The Covid-19 pandemic has disrupted the daily life of people around the world and changed the shape of global politics. Health diplomacy, which had attracted limited attention compared to political, economic, and military diplomacy, has gained new importance over the last year. Unlike during previous crises, however, rising powers are playing increasingly central roles in health diplomacy, especially in the developing world. China and India, in particular, have been proactive in using medical supplies and, more recently, vaccines to advance their diplomatic goals.
Being the country where the Covid-19 virus first broke out, China initiated vaccine research in January 2020, before cases appeared in many other countries. Vaccine development teams featured public-private partnerships that combined state research institutions’ resources and pharmaceutical companies’ manufacturing capabilities. These teams gained significant financial, institutional, and infrastructural assistance from the government. Four vaccines have been approved in China and at least one foreign country (BBIBP-CorV by Sinopharm and the Chinese Academy of Sciences, CoronaVac by Sinovac Biotech, Convidecia by CanSinoBIO and the Academy of Military Medical Sciences, and ZF2001 by Zhifei Longcom and the Chinese Academy of Sciences).

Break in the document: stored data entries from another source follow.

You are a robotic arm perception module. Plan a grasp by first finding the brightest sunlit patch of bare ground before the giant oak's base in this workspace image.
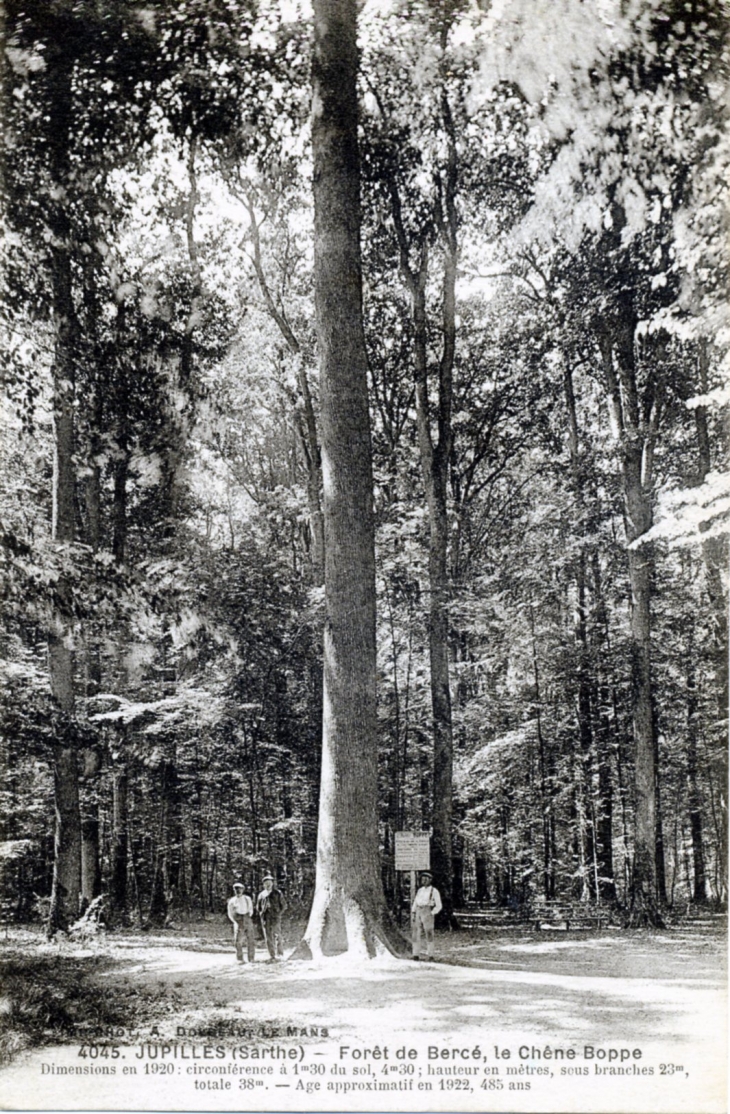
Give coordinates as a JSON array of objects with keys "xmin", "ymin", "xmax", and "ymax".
[{"xmin": 99, "ymin": 937, "xmax": 724, "ymax": 1040}]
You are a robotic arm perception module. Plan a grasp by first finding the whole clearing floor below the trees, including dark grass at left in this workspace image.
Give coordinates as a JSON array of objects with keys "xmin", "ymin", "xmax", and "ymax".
[{"xmin": 0, "ymin": 921, "xmax": 727, "ymax": 1111}]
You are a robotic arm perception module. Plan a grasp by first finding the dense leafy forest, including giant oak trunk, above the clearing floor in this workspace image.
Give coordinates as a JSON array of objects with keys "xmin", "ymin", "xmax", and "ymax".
[{"xmin": 0, "ymin": 0, "xmax": 730, "ymax": 951}]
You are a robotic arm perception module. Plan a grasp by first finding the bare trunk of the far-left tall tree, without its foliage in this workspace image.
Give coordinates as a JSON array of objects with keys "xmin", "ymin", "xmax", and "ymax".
[{"xmin": 48, "ymin": 46, "xmax": 81, "ymax": 936}]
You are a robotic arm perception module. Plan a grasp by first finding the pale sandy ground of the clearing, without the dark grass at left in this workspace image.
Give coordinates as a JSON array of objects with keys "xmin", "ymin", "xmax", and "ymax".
[{"xmin": 0, "ymin": 927, "xmax": 727, "ymax": 1114}]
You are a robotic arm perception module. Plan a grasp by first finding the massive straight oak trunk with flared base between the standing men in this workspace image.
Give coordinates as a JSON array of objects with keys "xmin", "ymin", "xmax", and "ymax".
[{"xmin": 304, "ymin": 0, "xmax": 403, "ymax": 958}]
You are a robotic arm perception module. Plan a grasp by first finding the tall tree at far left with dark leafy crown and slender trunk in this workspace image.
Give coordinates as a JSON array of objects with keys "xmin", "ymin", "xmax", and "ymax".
[{"xmin": 3, "ymin": 0, "xmax": 158, "ymax": 934}]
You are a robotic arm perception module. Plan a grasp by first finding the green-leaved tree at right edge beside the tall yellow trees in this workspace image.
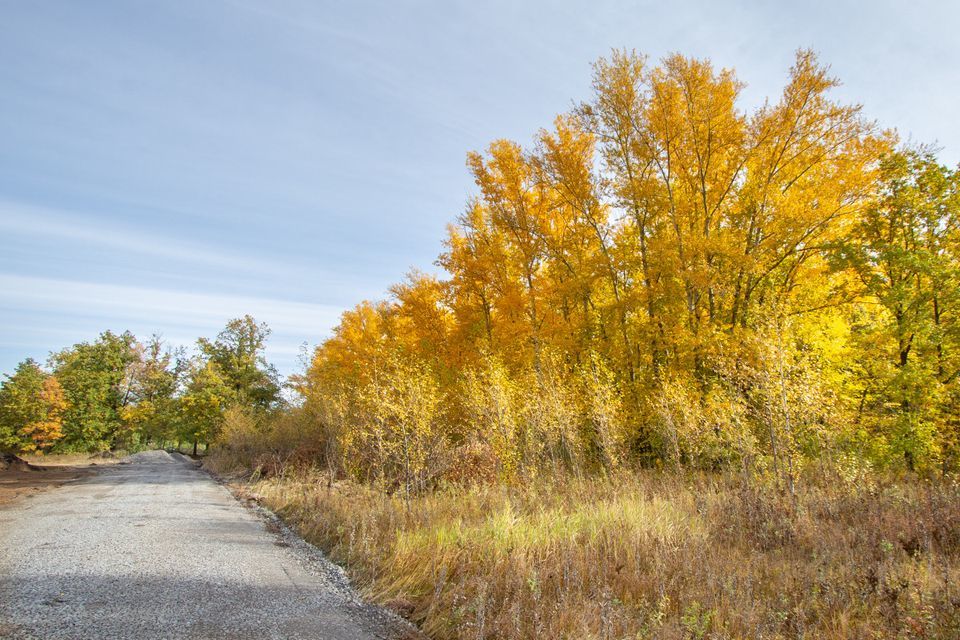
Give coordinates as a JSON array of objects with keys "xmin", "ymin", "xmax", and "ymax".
[{"xmin": 840, "ymin": 149, "xmax": 960, "ymax": 468}]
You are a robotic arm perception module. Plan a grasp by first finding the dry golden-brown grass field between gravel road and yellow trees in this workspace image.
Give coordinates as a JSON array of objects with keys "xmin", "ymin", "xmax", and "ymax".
[{"xmin": 218, "ymin": 462, "xmax": 960, "ymax": 639}]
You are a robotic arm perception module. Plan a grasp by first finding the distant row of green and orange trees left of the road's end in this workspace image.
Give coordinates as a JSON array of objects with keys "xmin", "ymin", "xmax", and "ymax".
[{"xmin": 0, "ymin": 316, "xmax": 280, "ymax": 454}]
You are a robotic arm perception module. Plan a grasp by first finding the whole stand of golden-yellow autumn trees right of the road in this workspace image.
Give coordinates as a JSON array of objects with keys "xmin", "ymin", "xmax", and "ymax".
[{"xmin": 301, "ymin": 51, "xmax": 960, "ymax": 480}]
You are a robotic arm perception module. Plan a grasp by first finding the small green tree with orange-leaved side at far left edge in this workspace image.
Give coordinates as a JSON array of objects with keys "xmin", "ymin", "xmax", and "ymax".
[{"xmin": 0, "ymin": 359, "xmax": 67, "ymax": 453}]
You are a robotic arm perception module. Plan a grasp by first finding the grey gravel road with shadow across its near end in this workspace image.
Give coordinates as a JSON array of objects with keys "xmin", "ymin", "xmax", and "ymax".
[{"xmin": 0, "ymin": 451, "xmax": 409, "ymax": 640}]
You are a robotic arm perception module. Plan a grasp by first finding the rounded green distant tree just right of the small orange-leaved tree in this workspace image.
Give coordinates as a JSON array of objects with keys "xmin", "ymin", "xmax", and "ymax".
[{"xmin": 50, "ymin": 331, "xmax": 138, "ymax": 450}]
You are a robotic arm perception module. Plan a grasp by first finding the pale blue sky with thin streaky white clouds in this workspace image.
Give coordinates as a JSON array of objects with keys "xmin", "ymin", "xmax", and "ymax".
[{"xmin": 0, "ymin": 0, "xmax": 960, "ymax": 374}]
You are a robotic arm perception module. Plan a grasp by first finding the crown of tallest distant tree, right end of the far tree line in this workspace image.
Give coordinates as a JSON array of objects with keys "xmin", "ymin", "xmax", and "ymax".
[{"xmin": 198, "ymin": 315, "xmax": 280, "ymax": 408}]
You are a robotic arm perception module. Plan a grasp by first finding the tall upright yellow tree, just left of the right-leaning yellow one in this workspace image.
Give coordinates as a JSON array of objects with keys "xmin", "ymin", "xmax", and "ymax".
[{"xmin": 581, "ymin": 52, "xmax": 749, "ymax": 382}]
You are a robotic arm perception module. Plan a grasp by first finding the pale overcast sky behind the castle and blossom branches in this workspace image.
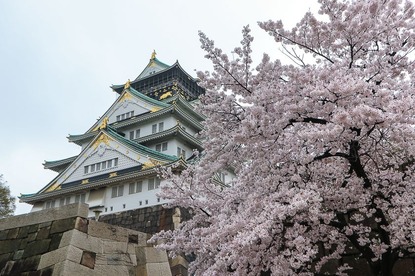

The bulk of Chinese vaccines are produced domestically. With the help of the government, manufacturers started ramping up production capacity as vaccines were being developed and tested. As early as April 2020, Sinopharm established production lines in Beijing and Wuhan with an annual capacity of 300 million doses, with plans to eventually export 300 to 500 million doses to over twenty countries. Similarly, Sinovac and CanSinoBIO increased their production to 300 million and 200 million doses, respectively. This expanded capacity allows China to meet domestic demand as well as fulfill orders from abroad.